Is a high carbohydrate diet linked to pancreatic cancer?
Reported May 20, 2010
(Reuters Health) – One of the first symptoms of pancreatic cancer — often noticed even years before diagnosis — is indigestion. A new study suggests that these timely tummy troubles may be enough to explain away previous links made between a high carbohydrate diet and an increased risk of the disease.
“We started out just aiming to replicate other studies that looked at the association between carbohydrates and pancreatic cancer,” Rachael Stolzenberg-Solomon, from the National Cancer Institute, Bethesda, Maryland and an investigator on the new study, told Reuters Health. “But it turned out to be something more interesting.”
It also turned out to be more complicated.
Like many of the prior studies, Stolzenberg-Solomon and her colleagues did initially find evidence of a link between a high carbohydrate diet and pancreatic cancer among more than 100,000 older men and women. The top 10 percent of the participants in rankings of carbohydrate consumption had an almost 50 percent greater risk of the cancer than the bottom 10 percent, the investigators report in the American Journal of Epidemiology.
It’s important to note, however, that even with this increase in pancreatic cancer risk, the risk remained extremely low.
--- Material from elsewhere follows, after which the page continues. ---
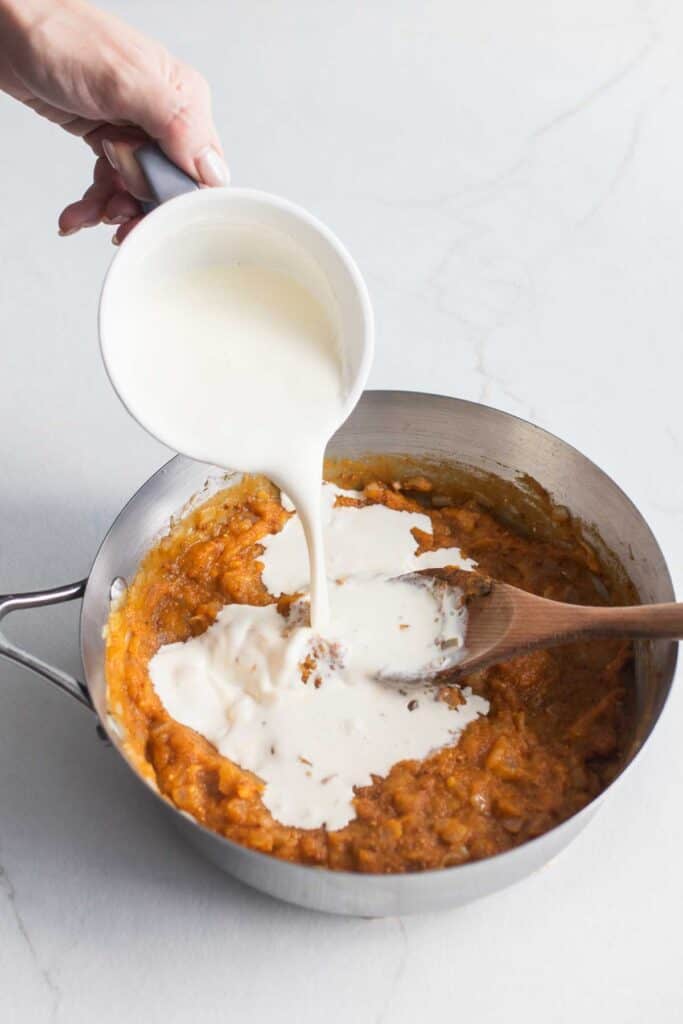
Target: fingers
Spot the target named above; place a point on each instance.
(104, 202)
(173, 107)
Pancreatic cancer is rare: less than one-quarter of 1 percent of all participants were diagnosed over about a 7-year study period.
But what got the researchers’ attention was how this apparent increase in risk was limited to carbohydrate consumers followed fewer than 4 years.
The researchers only collected information on food intake at the start of the study. And follow-up ended when a cancer diagnosis was made. So those participants diagnosed early on, explained Stolzenberg-Solomon, may have already been suffering cancer-related indigestion when they filled out the dietary questionnaire.
Further, since fatty foods can exacerbate indigestion, they may have replaced some of the fat in their diet with more easily digestible carbohydrates. Stolzenberg-Solomon recalled that a fat-carbohydrate swap was common among the pancreatic cancer patients she saw during her previous work as a dietitian.
In other words, carbohydrate intake may be a consequence rather than a cause of pancreatic cancer.
“It’s all very complex,” noted Stolzenberg-Solomon. “But it’s one possible explanation for this change in risk between 3 and 4 years.”
The finding could shed light on inconsistent results from previous studies that may not have been as careful or detailed in their data collection, Kristin Anderson, of the University of Minnesota and a co-author on other recent pancreatic cancer studies, told Reuters Health in an email: “You can’t try to understand a puzzle by looking at one piece.”